O presidente do Azerbaijão, Ilham Aliev, foi reeleito com ampla margem, nesta quarta-feira, ao conseguir pelo menos 89% dos votos, após a apuração de mais de dois terços das urnas, anunciou o chefe da Comissão Eleitoral Central azerbaijana.

AFP |

A apuração já foi concluída em 3.727 seções eleitorais, o que representa 75,14% dos votos, informou Mazajir Panakhov.

Um dos representantes da oposição, Iqbal Agazade, ficou em segundo lugar, com 2,78% dos votos, à frente de outros cinco candidatos.

Ilham Aliev, de 46 anos, foi eleito em 2003, com quase 77% dos votos para suceder a seu pai, Heydar Aliev, um veterano dos serviços secretos da extinta União Soviética (KGB) e do politburo soviético e presidente do Azerbaijão independente de 1993 a 2003. Heydar Aliev faleceu em dezembro de 2003.

Às 12h GMT (9h de Brasília), duas horas antes do fechamento dos colégios eleitorais, a participação nas urnas chegava a 64,7%, segundo a Comissão Eleitoral.

A vitória do atual presidente era, praticamente, um fato consumado, e a principal questão que se colocava era saber como Ilham Aliev, cortejado por Washington e por Moscou, agirá para realizar seu desejo de recuperar a província separatista de Nagorny-Karabaj, sob controle armênio.

Durante seu primeiro mandato, Aliev conseguiu manter boas relações tanto com a Rússia quanto com os Estados Unidos.
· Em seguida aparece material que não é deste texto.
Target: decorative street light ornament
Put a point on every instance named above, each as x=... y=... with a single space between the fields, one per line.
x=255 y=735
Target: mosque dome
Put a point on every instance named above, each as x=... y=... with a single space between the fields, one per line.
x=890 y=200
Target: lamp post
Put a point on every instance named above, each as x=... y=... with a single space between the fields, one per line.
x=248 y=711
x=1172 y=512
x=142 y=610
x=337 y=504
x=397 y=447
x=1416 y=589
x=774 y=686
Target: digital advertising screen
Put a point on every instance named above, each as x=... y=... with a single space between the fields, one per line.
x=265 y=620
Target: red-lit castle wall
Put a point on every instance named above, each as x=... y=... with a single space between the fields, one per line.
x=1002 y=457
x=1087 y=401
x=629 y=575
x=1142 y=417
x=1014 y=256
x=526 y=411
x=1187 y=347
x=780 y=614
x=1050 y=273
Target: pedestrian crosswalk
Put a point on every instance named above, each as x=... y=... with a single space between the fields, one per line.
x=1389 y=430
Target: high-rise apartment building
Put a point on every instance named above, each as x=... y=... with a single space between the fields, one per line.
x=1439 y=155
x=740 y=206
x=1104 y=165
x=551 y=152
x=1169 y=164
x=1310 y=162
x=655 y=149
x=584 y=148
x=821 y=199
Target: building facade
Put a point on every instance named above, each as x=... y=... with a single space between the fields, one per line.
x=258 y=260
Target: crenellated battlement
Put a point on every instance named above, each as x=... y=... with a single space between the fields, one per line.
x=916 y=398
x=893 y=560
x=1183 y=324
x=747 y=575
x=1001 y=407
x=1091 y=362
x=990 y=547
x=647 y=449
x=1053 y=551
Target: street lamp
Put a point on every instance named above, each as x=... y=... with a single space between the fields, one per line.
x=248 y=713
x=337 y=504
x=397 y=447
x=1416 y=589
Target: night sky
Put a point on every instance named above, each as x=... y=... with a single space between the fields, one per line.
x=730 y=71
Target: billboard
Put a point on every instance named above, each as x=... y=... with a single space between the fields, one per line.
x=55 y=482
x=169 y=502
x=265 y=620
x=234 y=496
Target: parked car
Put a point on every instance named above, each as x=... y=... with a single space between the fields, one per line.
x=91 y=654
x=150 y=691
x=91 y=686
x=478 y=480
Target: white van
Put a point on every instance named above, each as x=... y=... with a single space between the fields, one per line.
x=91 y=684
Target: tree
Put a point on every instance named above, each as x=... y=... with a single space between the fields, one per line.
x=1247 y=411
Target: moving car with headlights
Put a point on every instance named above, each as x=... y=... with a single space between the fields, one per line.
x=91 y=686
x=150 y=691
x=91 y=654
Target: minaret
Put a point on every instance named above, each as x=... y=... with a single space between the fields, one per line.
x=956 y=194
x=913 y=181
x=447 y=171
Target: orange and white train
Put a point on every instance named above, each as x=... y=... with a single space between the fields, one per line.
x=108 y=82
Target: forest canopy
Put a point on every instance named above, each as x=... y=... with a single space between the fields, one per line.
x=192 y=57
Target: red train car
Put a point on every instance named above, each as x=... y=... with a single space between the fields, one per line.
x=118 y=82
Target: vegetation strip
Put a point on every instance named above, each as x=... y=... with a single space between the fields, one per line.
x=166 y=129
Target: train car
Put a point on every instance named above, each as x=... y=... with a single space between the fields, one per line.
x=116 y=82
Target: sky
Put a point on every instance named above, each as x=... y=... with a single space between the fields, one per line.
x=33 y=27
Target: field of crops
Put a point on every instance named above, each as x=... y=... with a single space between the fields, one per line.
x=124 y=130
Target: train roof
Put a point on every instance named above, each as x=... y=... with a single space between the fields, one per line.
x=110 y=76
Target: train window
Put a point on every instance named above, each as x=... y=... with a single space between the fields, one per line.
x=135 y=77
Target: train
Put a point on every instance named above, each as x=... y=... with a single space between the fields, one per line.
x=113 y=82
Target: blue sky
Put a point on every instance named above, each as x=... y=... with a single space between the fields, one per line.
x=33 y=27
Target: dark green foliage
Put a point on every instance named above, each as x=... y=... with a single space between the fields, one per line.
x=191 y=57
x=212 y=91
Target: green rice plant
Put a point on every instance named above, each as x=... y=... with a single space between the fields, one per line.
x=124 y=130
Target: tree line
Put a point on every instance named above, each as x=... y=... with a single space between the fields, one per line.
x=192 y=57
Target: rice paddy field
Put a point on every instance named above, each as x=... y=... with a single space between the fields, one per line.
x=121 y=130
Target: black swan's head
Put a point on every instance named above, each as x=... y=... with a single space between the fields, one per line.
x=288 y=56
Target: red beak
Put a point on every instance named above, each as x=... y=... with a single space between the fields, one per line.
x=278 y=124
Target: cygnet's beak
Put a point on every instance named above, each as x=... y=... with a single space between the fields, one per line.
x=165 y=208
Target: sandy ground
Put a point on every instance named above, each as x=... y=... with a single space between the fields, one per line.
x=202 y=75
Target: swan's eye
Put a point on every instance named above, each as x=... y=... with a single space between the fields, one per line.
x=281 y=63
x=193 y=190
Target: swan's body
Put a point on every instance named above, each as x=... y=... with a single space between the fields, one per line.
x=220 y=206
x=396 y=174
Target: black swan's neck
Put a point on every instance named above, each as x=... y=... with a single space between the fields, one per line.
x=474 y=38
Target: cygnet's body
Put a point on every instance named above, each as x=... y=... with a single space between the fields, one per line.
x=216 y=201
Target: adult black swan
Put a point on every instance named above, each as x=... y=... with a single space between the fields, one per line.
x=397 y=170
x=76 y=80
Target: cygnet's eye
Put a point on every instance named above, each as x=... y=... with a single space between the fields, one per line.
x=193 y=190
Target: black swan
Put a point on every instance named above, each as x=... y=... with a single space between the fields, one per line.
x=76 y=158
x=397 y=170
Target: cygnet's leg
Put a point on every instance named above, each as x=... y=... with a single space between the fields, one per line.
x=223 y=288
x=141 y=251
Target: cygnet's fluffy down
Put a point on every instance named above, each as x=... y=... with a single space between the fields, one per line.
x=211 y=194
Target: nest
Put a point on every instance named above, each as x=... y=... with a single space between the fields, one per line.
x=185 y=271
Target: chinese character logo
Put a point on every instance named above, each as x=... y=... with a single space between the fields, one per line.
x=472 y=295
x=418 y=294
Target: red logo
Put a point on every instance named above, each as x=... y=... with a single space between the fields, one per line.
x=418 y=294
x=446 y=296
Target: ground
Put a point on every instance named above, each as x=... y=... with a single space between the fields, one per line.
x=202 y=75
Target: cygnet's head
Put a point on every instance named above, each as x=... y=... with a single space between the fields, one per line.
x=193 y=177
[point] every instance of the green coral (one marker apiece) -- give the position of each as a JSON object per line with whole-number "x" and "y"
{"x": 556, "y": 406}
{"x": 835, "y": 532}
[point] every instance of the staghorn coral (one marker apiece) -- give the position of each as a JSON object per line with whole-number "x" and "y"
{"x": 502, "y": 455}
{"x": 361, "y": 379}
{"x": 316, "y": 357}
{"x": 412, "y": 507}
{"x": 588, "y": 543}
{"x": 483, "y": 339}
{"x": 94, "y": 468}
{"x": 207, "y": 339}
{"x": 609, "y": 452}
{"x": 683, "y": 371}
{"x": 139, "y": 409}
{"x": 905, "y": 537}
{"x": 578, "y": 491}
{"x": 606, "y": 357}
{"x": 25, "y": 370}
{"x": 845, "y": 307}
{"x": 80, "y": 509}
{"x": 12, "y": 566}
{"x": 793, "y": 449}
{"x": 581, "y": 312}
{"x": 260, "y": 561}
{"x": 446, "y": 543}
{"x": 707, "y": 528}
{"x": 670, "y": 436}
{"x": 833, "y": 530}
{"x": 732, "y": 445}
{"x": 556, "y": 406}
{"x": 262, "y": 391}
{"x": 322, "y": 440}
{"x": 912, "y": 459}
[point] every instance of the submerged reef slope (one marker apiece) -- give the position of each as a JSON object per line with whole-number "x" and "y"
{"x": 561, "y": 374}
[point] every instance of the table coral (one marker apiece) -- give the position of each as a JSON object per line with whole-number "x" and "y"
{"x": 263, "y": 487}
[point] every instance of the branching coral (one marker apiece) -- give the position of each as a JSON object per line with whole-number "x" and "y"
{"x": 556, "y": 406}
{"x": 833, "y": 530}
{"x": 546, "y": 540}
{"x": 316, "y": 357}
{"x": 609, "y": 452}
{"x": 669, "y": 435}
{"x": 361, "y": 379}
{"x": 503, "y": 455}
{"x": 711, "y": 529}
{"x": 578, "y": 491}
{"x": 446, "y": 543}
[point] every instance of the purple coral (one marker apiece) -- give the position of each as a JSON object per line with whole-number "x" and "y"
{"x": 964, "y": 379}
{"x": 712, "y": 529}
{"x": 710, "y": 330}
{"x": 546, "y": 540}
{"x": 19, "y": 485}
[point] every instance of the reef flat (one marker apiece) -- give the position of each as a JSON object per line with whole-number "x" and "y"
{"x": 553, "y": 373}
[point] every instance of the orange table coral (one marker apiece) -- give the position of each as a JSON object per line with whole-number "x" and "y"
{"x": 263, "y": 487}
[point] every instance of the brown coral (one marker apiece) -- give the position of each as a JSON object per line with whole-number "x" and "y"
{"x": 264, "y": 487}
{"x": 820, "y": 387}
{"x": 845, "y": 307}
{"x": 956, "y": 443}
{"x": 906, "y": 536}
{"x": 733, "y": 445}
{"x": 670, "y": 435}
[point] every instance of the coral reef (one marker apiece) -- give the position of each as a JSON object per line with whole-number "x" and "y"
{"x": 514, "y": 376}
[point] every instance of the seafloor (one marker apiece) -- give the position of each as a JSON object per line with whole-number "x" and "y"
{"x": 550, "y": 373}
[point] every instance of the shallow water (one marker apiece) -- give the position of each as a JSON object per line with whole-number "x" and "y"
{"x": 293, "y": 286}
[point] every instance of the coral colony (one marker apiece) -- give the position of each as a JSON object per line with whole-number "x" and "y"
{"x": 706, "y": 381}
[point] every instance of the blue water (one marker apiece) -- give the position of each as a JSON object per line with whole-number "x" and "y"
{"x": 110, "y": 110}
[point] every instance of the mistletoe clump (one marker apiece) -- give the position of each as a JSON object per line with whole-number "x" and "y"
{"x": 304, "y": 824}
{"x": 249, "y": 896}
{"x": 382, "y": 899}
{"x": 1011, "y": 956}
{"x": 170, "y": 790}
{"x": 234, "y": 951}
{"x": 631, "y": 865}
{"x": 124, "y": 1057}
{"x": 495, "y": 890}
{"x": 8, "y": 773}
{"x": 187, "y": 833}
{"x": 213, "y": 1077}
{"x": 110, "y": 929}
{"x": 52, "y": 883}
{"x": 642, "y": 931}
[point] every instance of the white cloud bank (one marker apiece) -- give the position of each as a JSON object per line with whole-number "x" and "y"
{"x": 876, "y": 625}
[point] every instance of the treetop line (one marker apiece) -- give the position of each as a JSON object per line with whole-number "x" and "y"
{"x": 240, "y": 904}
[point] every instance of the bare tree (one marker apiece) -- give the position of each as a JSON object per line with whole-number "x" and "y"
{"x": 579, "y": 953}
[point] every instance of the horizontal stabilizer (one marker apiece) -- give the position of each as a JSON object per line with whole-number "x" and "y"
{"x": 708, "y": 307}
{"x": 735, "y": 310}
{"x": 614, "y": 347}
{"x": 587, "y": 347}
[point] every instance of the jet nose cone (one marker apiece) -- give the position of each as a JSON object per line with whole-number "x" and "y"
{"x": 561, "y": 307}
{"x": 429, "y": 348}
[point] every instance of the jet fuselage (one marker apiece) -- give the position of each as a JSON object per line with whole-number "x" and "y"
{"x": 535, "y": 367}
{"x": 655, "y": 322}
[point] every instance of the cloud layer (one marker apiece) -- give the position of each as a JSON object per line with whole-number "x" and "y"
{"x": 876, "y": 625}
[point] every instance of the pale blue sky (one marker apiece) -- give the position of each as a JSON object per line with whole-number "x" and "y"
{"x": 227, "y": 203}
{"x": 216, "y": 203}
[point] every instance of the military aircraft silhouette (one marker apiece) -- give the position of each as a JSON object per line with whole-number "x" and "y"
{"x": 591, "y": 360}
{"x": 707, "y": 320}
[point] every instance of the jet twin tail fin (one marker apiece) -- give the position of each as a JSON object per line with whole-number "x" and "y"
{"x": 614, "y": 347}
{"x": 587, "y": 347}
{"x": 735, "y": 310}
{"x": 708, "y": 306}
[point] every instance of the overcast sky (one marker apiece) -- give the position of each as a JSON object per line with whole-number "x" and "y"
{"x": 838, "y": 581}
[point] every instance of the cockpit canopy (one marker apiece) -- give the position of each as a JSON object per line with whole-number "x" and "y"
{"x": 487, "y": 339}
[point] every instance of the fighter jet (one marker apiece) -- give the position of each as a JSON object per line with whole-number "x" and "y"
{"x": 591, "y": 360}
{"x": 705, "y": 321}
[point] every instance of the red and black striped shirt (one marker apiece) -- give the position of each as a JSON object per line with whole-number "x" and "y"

Ambos têm interesse nos recursos petroleiros do Azerbaijão e, após o conflito em agosto passado entre russos e georgianos, intensificaram sua luta por influência no país.

De fato, Aliev enfrentou outros seis candidatos "aliados", já que a verdadeira oposição decidiu boicotar as eleições, acusando as autoridades de perseguir os opositores, de amordaçar a imprensa e de manipular o processo eleitoral.

O opositor Isa Gambar, que chegou em segundo lugar no pleito de 2003, declarou que essa votação é "uma farsa".

"Isso é simplesmente um simulacro de eleições por parte do regime de Ilham Aliev", disse Gambar à AFP, acrescentando que "todos os partidos realmente de oposição e todas as pessoas que defendem a democracia real no Azerbaijão boicotam essas eleições".

Quase 400 observadores da Organização para a Segurança e a Cooperação na Europa (OSCE) acompanharam a votação.